The Gilded Hour

In the first moment she had the odd but undeniable sense that she had opened someone else’s love letter. Then she reminded herself that Anna had given her leave to make full use of her medical library and so allowed herself to study the rosebuds, small and just partially open. Their scent lingered, faintly musky sweet.

The pages of the book itself were protected by tissue paper on one side, and on the other a large card of thick, cream-colored paper. Without disturbing anything she could make out some of the printing: an invitation to a masked ball.

A hundred questions presented themselves, when and where and mostly, why. Anna Savard didn’t seem to have any interest in high society, but she had attended this masked ball. Anna and Jack at a fancy ball was such an odd idea that she had to smile.

It felt like a love letter, Elise realized now, because it was a kind of wordless declaration. Anna Savard, who presented herself to the world as an educated woman with no need for or interest in frivolities, was also a young woman who pressed flowers for sentimental reasons. She could be both people, at once, and that very thought made Elise understand something she had been blind to.

As a little girl she had never seen people courting or falling in love, and in the convent she had been taught to think of such things as shallow and unnecessary in a purposeful life. But there was something here in these few pressed flowers that spoke very powerfully to the contrary, and in a way that surprised her.

She laughed at herself, falling in love with the idea of love, and still, she spent a long time studying the rosebuds before she remembered what she was about and turned to an illustration of the chambers of the human heart.

? ? ?

PATCHIN PLACE WAS a narrow lane that opened off Tenth Street, lined with cottages leaning together like crooked teeth. As soon as Anna turned into the lane, a plump little woman popped out of a doorway and gestured them closer.

“There you are,” she said. “Amelie’s cousin Anna, the doctor, is that right? I had a letter from her saying you were to drop by. And with two detective sergeants, as big as houses, both of you. Hope I’ve got enough food—”

“Mrs. Sparrow,” Anna said. “I’m very glad to meet you, but you really don’t need to feed us.”

Behind her Oscar cleared his throat.

“Nonsense,” said Kate Sparrow, ushering them in. “My Mary has got charge of the stall for a couple hours, so I had time to cook. I like to feed people. I was just tickled pink to get a letter from Amelie; the least I can do is feed you after all the good service she did me over the years.”

When she had arranged them around her table to her satisfaction Mrs. Sparrow set a huge pot on a trivet between them, added a basket of bread and a jug—ale, by the smell—and passed around thick crockery bowls and spoons.

“Now eat,” she said. “And I’ll talk. Just set me off in the right direction. Amelie said you wanted to know about old Dr. Cameron, is that right?”

Oscar seemed to be struck dumb by the scent from the stew pot, so Jack spoke up.

“That’s right.
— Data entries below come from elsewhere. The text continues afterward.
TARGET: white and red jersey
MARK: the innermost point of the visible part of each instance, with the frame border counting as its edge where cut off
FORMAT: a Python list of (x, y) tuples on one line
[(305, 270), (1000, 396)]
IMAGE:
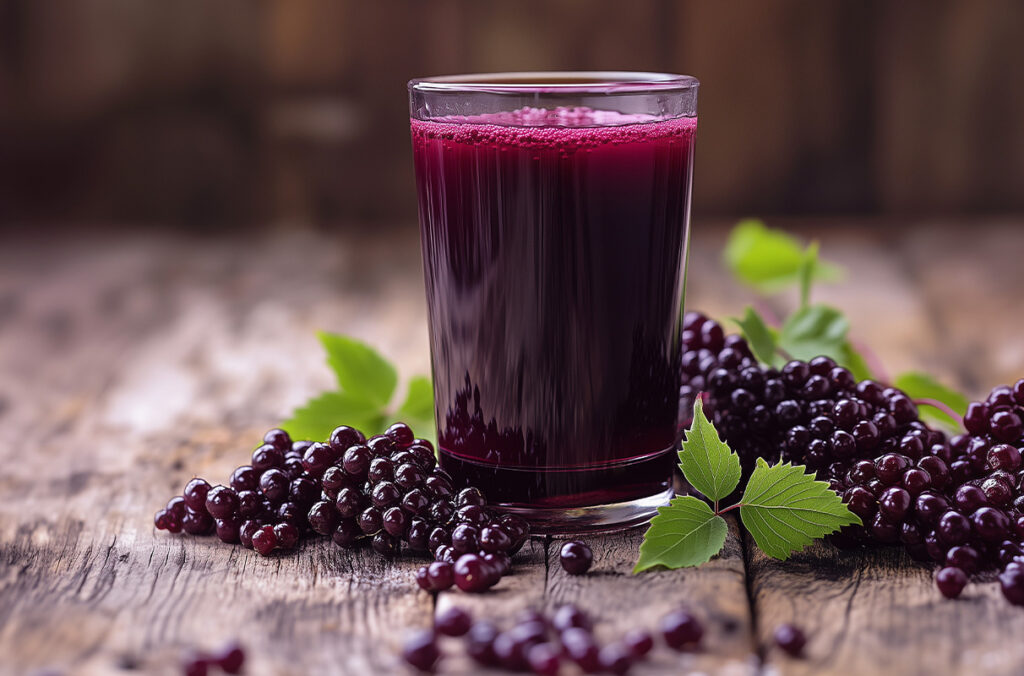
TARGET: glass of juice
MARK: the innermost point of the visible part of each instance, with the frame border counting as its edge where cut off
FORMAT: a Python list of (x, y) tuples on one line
[(554, 215)]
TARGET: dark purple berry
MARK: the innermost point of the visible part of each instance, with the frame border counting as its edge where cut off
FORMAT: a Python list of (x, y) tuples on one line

We’re just trying to track down background information, anything you can tell us.”

Anna said, “Amelie thought he had died some time ago.”
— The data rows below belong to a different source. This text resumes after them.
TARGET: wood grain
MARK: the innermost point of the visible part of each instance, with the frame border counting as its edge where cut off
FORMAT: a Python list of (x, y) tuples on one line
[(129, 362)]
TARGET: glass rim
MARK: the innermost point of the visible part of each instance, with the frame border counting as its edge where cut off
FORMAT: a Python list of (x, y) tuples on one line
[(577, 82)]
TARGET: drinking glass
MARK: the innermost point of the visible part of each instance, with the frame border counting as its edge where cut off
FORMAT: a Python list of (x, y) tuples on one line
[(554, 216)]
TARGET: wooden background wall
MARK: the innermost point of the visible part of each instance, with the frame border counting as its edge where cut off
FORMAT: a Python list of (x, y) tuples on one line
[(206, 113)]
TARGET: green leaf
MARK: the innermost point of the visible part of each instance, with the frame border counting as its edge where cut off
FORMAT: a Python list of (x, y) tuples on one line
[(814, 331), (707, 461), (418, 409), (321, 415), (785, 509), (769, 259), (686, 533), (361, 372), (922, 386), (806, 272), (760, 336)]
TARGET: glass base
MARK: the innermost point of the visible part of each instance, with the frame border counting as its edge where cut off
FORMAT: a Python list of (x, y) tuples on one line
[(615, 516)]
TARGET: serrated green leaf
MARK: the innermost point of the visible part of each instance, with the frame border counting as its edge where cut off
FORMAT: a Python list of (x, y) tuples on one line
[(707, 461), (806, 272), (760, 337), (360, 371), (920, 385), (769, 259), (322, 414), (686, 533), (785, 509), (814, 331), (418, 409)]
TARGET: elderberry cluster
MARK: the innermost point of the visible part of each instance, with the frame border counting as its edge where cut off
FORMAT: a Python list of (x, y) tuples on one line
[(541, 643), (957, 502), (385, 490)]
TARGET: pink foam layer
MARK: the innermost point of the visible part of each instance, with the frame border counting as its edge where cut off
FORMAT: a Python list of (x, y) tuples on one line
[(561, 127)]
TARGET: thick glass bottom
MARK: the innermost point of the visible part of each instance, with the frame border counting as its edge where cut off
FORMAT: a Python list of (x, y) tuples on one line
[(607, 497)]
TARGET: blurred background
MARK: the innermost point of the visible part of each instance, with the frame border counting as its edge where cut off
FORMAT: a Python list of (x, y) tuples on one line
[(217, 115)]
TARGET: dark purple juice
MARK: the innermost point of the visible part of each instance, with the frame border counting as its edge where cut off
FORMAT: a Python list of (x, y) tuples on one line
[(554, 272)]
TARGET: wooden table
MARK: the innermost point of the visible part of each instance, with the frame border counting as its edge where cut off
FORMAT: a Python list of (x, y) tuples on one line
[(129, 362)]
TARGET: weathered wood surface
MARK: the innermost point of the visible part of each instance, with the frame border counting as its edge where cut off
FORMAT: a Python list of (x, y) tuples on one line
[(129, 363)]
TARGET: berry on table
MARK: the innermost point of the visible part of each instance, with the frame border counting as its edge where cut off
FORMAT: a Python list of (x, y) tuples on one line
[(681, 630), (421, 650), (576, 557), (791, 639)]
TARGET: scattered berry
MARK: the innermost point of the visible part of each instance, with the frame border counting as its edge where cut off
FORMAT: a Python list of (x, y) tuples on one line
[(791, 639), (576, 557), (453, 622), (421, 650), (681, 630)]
“And well he should be dead,” said Kate Sparrow. “Eighty-three, by my reckoning, and so frail a breeze could put him off his feet. Now, I’ll get to that, but first I want to hear about Amelie. She didn’t say much in her letter but that you would be coming to call.”

While Jack and Oscar concentrated on Kate Sparrow’s lamb stew, Anna talked about her cousin. The storyteller’s price must be paid.
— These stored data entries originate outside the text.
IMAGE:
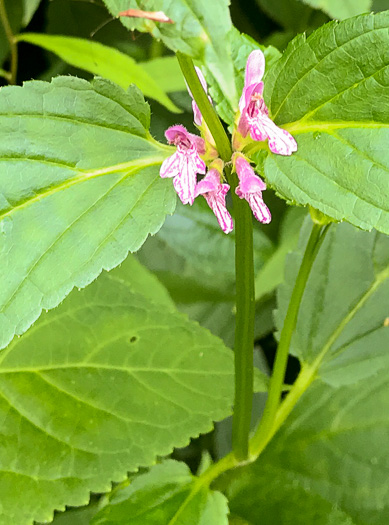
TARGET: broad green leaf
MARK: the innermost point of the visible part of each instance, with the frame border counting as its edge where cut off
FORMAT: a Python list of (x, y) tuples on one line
[(200, 30), (141, 281), (329, 462), (101, 60), (293, 15), (29, 8), (167, 495), (349, 289), (241, 47), (380, 5), (14, 10), (272, 272), (100, 386), (341, 9), (328, 465), (165, 72), (324, 90), (194, 259), (80, 188), (80, 516)]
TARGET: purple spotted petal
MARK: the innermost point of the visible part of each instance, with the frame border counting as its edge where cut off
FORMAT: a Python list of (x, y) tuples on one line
[(260, 210), (215, 195), (255, 68), (185, 182), (280, 141), (250, 188), (170, 166)]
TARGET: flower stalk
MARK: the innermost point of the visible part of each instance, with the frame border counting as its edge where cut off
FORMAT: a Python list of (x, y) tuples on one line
[(268, 424), (244, 269)]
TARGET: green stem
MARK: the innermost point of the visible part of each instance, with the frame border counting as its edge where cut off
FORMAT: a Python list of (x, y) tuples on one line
[(12, 42), (269, 423), (244, 331), (208, 112), (244, 269)]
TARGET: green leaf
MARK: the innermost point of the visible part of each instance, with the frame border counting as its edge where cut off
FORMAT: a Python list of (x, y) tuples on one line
[(14, 10), (166, 73), (241, 47), (200, 30), (329, 461), (29, 8), (194, 259), (380, 5), (167, 494), (328, 464), (325, 90), (79, 189), (101, 60), (80, 516), (343, 9), (272, 272), (349, 288), (99, 386)]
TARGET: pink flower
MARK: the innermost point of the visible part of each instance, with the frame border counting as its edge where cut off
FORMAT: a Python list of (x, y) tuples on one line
[(254, 113), (196, 111), (215, 195), (185, 163), (250, 188)]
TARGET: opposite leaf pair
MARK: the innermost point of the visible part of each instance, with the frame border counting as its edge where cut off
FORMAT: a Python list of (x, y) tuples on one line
[(188, 161)]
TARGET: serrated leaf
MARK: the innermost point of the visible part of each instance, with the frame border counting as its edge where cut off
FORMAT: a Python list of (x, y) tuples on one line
[(272, 272), (101, 60), (166, 73), (29, 8), (14, 10), (194, 259), (200, 30), (80, 187), (99, 386), (325, 90), (328, 463), (166, 494), (341, 9), (348, 288)]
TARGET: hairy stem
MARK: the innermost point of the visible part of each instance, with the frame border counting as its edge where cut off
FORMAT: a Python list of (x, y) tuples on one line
[(269, 423), (12, 43), (244, 270)]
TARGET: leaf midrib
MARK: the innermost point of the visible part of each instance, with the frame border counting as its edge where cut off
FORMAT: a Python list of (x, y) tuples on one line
[(307, 42), (131, 166)]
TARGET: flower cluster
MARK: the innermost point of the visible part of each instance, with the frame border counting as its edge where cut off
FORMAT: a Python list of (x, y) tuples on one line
[(253, 124)]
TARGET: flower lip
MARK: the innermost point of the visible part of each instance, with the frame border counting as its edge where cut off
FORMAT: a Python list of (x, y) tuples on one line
[(214, 193), (180, 137), (250, 188), (255, 68), (176, 134), (254, 115), (211, 182)]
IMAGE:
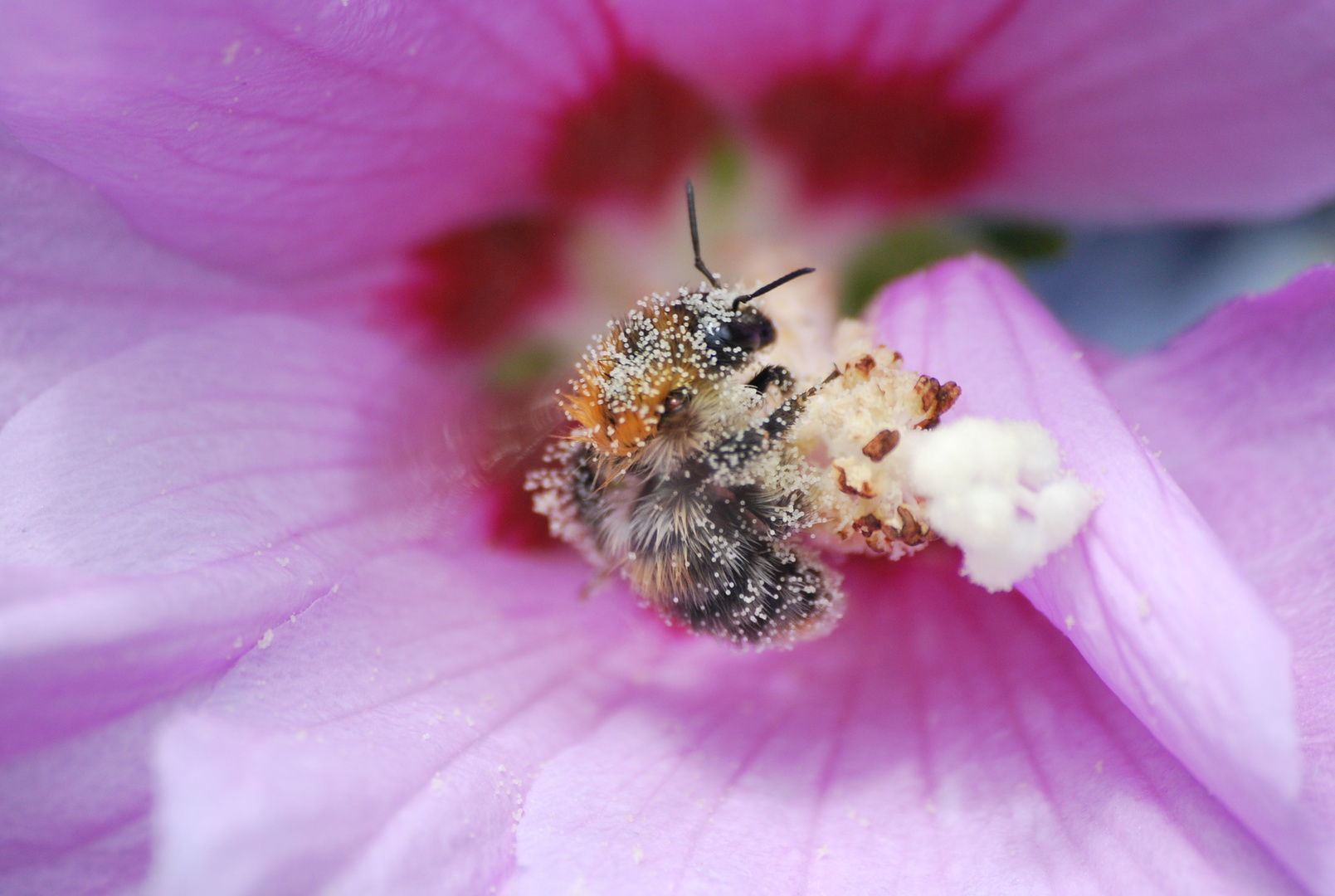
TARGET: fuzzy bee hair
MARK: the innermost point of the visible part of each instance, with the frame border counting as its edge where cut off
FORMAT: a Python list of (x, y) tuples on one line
[(680, 471)]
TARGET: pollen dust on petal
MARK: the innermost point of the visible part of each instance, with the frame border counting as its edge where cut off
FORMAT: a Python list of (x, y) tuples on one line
[(903, 135), (478, 282), (629, 136)]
“Amelie told me once she learned midwifery from her own mother, way up north in the mountains, when she was a girl.”

Anna said, “Her mother was my great-aunt Hannah. They both attended my mother when I was born. Mrs. Sparrow—”

“Kate. You must call me Kate.”

“Kate. Amelie said you could tell the detective sergeants about a Dr. Cameron.”

Kate’s expression sobered. “I can tell you about Cameron. If you really want to know.”

“We need to know,” Jack said.

She spread her hands flat on the table and studied them for a moment. “The word that comes to mind is severe. Old Testament severe. Quoted the Bible to women in travail, wanted to hear them pray out loud. Now, to be fair he knew was he was doing. Rarely lost a mother. But the man never smiles, not even after he’s put a healthy baby in its ma’s arms.”

“Did he ever strike out? Was he violent?” Oscar asked.

“You mean with fists? I don’t think so. The man has a temper, but it was all talk, fire and brimstone. A girl expecting a baby without a husband, you could hear him shouting down on the street if the windows were open.”

“He’s still in practice? Delivering babies?” Anna heard her tone and wished she were better at hiding what she was thinking, but Kate Sparrow didn’t seem to notice one way or the other.